GRU(Gated Recurrent Unit)
The Gated Recurrent Unit Neural Networks basically consist of two gates i.e., Reset Gate and Update Gate. Reset Gates help capture short-term dependencies in sequences and Update Gates help capture long-term dependencies in sequences. Both the gates control how much each hidden unit has to remember or forget while working on the sequence.
We have applied GRU for the model and achieved an accuracy of 81%. we can find the code below:
model4 = Sequential()
model4.add(Embedding(a, EMBEDDING_DIM, input_length=max_len))
model4.add(GRU(64))
model4.add(Dense(5, activation='softmax'))

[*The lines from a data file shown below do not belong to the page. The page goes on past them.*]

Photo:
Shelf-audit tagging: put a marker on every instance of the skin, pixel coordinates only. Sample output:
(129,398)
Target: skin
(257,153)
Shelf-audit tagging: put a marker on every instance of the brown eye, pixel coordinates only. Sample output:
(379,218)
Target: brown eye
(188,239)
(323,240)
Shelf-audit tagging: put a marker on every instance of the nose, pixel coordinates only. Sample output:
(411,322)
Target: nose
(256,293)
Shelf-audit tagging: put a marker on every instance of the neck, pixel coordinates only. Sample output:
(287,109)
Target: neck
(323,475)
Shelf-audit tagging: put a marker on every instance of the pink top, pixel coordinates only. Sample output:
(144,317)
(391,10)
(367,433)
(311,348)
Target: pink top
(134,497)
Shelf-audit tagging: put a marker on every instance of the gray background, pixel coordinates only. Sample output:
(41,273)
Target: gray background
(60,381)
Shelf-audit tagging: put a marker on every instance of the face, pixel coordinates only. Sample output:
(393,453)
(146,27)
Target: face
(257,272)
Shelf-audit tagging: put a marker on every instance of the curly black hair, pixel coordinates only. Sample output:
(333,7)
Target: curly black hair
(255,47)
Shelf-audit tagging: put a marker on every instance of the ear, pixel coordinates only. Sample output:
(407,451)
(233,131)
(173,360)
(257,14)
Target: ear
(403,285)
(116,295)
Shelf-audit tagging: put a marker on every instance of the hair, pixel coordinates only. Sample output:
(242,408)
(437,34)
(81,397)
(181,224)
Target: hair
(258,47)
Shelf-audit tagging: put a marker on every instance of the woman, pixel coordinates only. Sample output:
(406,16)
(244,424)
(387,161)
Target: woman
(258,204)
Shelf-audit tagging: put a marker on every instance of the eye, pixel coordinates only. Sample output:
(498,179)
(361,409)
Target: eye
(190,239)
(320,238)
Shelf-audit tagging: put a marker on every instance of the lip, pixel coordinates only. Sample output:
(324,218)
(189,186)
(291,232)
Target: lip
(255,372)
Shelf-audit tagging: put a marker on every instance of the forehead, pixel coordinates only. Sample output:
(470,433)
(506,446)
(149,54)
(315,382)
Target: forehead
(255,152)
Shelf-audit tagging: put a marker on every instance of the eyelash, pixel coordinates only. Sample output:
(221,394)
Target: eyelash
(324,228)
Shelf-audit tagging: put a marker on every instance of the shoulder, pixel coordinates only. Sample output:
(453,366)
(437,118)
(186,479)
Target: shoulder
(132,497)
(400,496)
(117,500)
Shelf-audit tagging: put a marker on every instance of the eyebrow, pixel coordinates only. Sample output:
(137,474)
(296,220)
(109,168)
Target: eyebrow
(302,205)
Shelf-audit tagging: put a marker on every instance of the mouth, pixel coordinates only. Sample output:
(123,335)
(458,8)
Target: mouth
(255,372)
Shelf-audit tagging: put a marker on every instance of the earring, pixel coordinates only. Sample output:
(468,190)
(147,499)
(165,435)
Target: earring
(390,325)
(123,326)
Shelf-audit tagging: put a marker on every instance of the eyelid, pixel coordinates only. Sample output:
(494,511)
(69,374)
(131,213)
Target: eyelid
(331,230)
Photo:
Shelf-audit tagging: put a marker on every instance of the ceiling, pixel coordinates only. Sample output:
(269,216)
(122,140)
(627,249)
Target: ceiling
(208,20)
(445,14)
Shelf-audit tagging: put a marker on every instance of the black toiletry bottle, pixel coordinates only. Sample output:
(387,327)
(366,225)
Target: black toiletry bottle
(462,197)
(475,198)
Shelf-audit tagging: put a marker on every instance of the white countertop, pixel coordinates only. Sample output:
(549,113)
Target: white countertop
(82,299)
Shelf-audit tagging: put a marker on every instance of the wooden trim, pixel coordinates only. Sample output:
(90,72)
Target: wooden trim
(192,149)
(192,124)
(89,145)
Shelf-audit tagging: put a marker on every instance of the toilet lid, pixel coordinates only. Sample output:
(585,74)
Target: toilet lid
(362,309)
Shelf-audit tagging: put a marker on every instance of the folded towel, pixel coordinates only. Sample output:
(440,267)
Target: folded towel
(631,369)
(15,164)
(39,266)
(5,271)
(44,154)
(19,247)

model4.compile(loss='sparse_categorical_crossentropy', optimizer='adam', metrics=['accuracy'])
print(model.summary())
model4.fit(X_train, y_train, batch_size=128, epochs=24, verbose=1)
BGRU(Bidirectional GRU)
As Bidirectional LSTM, the Bidirectional GRU is also a Bidirectional RNN, which means, the BGRU is nothing but the GRU in a bidirectional manner.

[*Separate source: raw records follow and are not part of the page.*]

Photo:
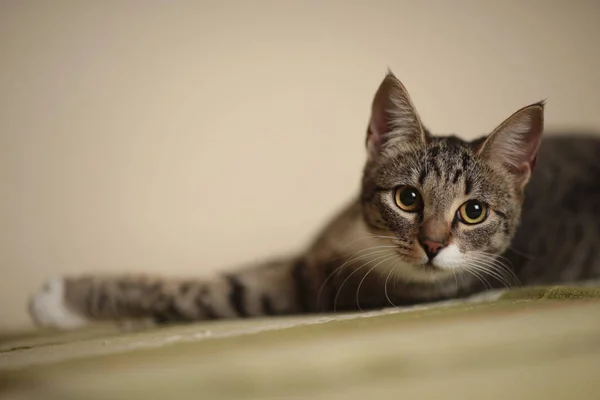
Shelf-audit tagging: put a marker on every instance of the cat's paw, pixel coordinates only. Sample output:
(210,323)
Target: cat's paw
(48,307)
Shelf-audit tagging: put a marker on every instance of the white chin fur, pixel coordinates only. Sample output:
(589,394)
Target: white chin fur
(449,258)
(48,308)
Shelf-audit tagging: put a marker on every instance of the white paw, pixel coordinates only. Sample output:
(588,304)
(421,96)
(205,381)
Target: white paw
(48,308)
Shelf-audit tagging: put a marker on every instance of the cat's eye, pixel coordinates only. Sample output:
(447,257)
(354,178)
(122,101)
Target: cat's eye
(408,198)
(472,212)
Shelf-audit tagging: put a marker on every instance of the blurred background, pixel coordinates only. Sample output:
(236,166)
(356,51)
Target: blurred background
(185,137)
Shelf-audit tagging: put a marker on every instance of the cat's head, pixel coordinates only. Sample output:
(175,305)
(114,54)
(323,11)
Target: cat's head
(445,203)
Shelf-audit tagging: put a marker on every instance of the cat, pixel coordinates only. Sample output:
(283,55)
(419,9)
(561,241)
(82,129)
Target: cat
(436,218)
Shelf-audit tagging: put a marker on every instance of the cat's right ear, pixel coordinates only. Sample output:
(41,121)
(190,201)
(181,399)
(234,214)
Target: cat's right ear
(394,119)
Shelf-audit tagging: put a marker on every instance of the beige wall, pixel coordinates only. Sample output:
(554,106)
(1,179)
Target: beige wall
(185,137)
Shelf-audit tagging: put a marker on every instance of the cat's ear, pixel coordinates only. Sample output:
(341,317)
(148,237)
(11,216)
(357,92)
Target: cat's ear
(514,144)
(394,119)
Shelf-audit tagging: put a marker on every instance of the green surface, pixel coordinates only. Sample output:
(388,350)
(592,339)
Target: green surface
(528,343)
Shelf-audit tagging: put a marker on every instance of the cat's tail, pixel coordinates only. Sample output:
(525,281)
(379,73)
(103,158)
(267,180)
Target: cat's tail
(276,288)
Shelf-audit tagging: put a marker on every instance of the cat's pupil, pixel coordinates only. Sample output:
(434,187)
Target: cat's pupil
(409,197)
(473,209)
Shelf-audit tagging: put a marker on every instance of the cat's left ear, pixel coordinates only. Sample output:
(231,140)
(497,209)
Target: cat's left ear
(514,144)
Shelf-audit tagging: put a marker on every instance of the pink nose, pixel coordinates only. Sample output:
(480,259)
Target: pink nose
(432,247)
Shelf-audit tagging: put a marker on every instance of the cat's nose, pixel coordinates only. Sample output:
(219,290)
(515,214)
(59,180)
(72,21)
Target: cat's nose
(432,247)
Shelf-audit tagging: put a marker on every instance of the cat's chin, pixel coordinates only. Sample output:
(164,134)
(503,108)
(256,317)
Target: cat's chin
(422,271)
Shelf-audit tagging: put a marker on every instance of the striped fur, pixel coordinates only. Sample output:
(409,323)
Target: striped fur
(543,227)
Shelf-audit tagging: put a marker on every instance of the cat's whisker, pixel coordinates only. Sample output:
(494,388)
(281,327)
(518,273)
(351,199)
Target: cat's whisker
(369,236)
(385,288)
(365,277)
(349,276)
(486,270)
(492,262)
(468,268)
(500,265)
(353,258)
(489,270)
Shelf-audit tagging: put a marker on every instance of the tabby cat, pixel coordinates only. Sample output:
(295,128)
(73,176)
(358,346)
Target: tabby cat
(436,218)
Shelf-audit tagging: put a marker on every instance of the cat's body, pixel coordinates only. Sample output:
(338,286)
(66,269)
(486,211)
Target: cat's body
(437,218)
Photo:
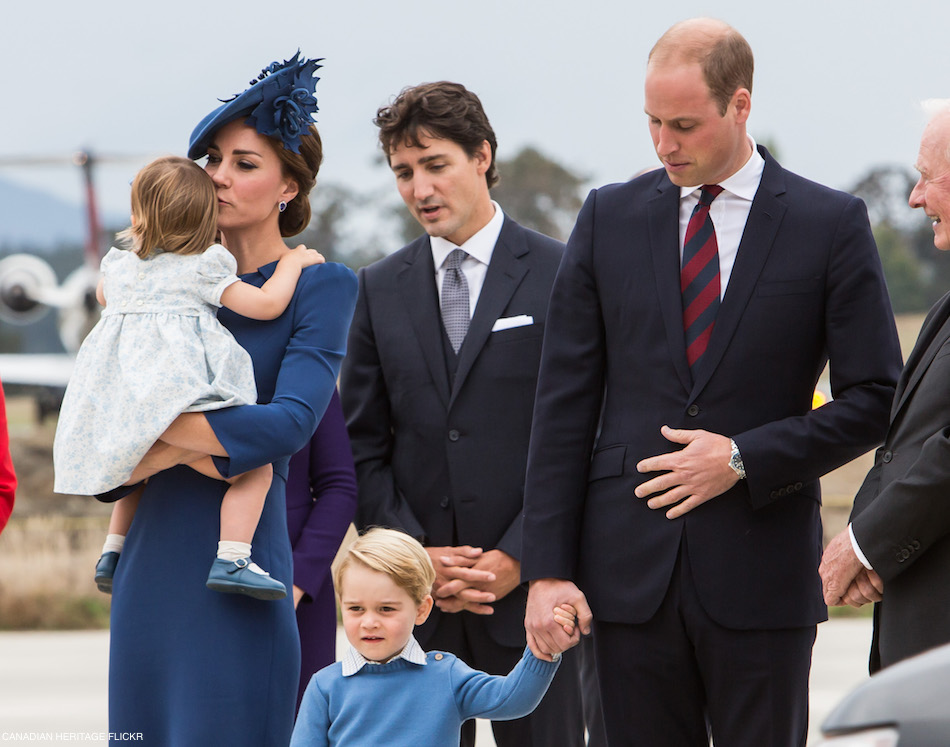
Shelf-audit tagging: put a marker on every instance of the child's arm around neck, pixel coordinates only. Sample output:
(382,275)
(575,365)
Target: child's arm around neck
(270,300)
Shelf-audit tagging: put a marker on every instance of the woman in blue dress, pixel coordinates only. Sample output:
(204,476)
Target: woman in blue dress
(189,666)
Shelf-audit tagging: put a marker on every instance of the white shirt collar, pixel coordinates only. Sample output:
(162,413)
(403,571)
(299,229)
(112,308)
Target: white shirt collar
(353,661)
(744,183)
(480,246)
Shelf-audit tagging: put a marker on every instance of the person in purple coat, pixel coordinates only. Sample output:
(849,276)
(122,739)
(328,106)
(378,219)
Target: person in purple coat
(321,503)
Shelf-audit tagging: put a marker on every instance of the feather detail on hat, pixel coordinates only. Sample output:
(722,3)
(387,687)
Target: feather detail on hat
(280,103)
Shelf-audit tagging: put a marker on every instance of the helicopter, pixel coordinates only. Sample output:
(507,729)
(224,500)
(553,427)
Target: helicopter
(29,290)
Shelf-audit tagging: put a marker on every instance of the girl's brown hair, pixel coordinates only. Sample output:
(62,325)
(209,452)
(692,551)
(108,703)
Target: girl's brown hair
(174,208)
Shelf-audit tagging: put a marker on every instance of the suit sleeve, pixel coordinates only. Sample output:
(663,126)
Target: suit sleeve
(909,515)
(332,483)
(864,355)
(369,421)
(254,435)
(566,412)
(7,475)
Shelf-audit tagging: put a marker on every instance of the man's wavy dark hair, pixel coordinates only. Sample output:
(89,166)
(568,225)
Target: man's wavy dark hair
(441,110)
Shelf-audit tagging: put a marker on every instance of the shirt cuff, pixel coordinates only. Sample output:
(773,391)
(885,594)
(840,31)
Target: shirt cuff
(857,549)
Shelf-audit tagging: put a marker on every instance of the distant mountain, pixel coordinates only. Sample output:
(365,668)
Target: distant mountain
(33,219)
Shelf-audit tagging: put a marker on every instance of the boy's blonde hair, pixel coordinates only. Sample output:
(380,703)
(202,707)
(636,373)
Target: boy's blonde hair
(394,553)
(175,208)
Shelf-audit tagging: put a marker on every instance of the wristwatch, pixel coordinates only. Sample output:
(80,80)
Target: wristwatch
(735,460)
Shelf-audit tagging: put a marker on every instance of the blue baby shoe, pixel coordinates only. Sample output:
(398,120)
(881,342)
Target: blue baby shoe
(244,577)
(105,570)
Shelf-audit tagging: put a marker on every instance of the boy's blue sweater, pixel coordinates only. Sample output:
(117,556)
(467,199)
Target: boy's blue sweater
(399,703)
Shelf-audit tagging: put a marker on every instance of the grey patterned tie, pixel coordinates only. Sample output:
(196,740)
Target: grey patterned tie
(455,314)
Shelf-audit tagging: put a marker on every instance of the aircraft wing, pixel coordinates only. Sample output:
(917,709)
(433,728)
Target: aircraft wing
(38,369)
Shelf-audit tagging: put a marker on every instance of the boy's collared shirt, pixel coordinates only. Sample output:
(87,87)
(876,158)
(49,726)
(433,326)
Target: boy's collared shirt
(353,661)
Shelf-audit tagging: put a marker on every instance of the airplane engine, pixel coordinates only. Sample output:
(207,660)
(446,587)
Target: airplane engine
(25,280)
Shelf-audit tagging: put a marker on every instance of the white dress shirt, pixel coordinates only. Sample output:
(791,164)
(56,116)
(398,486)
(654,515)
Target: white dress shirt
(353,661)
(479,249)
(729,212)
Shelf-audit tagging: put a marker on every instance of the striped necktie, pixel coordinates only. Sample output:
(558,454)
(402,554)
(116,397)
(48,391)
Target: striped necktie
(455,304)
(699,279)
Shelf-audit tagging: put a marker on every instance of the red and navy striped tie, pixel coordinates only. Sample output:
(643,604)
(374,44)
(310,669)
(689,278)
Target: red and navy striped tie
(699,279)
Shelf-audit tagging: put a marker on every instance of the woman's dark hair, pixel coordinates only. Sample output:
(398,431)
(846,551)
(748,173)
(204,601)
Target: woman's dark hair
(302,168)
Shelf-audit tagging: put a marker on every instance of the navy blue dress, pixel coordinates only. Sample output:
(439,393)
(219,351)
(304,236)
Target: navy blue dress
(190,666)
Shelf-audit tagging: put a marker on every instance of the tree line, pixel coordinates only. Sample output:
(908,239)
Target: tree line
(358,228)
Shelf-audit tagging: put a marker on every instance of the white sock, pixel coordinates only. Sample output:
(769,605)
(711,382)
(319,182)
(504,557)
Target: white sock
(113,543)
(228,550)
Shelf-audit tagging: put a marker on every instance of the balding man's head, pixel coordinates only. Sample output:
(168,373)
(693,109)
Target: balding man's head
(722,53)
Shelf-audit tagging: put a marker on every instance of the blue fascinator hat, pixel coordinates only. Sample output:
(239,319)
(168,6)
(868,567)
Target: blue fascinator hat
(279,103)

We have applied BGRU for the model and the optimizer is Adam, achieved an accuracy of 79%, can achieve more if the model is trained for more epochs.
model5 = Sequential()
model5.add(Embedding(a, EMBEDDING_DIM, input_length=max_len))

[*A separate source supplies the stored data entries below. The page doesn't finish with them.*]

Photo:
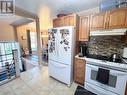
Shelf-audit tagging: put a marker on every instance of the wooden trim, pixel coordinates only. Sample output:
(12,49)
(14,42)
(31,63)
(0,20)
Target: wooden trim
(126,89)
(24,13)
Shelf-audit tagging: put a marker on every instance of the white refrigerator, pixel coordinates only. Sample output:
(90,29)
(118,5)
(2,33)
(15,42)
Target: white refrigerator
(61,50)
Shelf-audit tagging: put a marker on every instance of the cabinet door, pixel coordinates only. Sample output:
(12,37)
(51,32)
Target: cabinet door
(84,28)
(79,71)
(117,18)
(69,21)
(56,23)
(98,21)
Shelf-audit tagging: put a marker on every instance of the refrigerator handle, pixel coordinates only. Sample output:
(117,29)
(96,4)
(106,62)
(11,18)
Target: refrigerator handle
(57,45)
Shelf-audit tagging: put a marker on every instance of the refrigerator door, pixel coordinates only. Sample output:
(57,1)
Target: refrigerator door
(65,45)
(52,44)
(60,72)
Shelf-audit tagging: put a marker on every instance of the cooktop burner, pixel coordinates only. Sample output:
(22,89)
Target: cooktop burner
(106,58)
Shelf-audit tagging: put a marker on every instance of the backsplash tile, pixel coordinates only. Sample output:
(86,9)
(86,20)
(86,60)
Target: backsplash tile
(106,45)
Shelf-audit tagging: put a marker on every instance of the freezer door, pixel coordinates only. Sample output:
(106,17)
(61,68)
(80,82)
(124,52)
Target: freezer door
(65,45)
(52,44)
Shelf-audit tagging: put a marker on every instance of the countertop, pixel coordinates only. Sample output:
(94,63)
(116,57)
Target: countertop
(111,65)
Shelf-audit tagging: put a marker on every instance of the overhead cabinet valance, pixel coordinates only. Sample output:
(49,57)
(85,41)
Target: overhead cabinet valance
(113,19)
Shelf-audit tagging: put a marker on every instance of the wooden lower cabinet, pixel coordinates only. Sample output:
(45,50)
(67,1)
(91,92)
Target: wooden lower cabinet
(79,71)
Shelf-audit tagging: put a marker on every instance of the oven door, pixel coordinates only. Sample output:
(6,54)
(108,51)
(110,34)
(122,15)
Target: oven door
(117,79)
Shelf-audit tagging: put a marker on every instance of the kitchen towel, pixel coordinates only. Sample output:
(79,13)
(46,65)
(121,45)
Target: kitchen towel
(81,91)
(103,75)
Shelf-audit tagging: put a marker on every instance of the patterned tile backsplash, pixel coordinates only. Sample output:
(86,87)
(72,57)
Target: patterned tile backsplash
(106,45)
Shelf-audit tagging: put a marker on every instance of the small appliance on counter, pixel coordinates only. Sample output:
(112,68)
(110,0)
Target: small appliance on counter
(125,53)
(83,50)
(124,56)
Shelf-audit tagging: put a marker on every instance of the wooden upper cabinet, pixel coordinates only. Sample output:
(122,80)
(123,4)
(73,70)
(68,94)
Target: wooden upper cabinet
(84,28)
(117,18)
(98,21)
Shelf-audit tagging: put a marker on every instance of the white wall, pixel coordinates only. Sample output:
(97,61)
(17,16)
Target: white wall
(6,32)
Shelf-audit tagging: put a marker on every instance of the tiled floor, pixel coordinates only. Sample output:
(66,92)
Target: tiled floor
(36,82)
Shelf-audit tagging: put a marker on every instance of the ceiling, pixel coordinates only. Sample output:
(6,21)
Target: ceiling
(57,6)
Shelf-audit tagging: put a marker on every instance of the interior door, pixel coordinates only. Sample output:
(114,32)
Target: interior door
(64,45)
(98,21)
(52,44)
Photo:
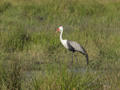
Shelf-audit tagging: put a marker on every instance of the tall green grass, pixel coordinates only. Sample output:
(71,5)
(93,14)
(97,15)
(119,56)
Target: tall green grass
(32,57)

model5.add(SpatialDropout1D(0.2))
model5.add(Bidirectional(GRU(64)))
model5.add(Dropout(0.2))
model5.add(Dense(5, activation='softmax'))
model5.compile(loss='sparse_categorical_crossentropy', optimizer='adam', metrics=['accuracy'])
print(model.summary())
model5.fit(X_train, y_train, batch_size=128, epochs=24, verbose=1)
Conclusion
As a summary, we already know that these all LSTMs are subtypes of RNNs. It becomes difficult to train RNN to solve certain problems because of vanishing gradient problem, to overcome that, we use LSTM which uses a special unit along with the standard units, which have control over the memory when to forget and when to get output. GRU is an LSTM with simplified structure and does not use separate memory cells but uses fewer gates to control the flow of information.
From this project, we have done a complete NLP project with the utilization of Classic LSTM and achieved a good accuracy of about 80%. We went even further and have learnt about different types of LSTMs and their application using the same dataset. We achieved accuracies of about 81% for Bidirectional LSTM and GRU respectively, however, we can train the model for few more number of epochs and can achieve a better accuracy.
So, overall, the key takeaways from this project include basic knowledge about different types of LSTMs and their implementation for a dataset, as per our requirements.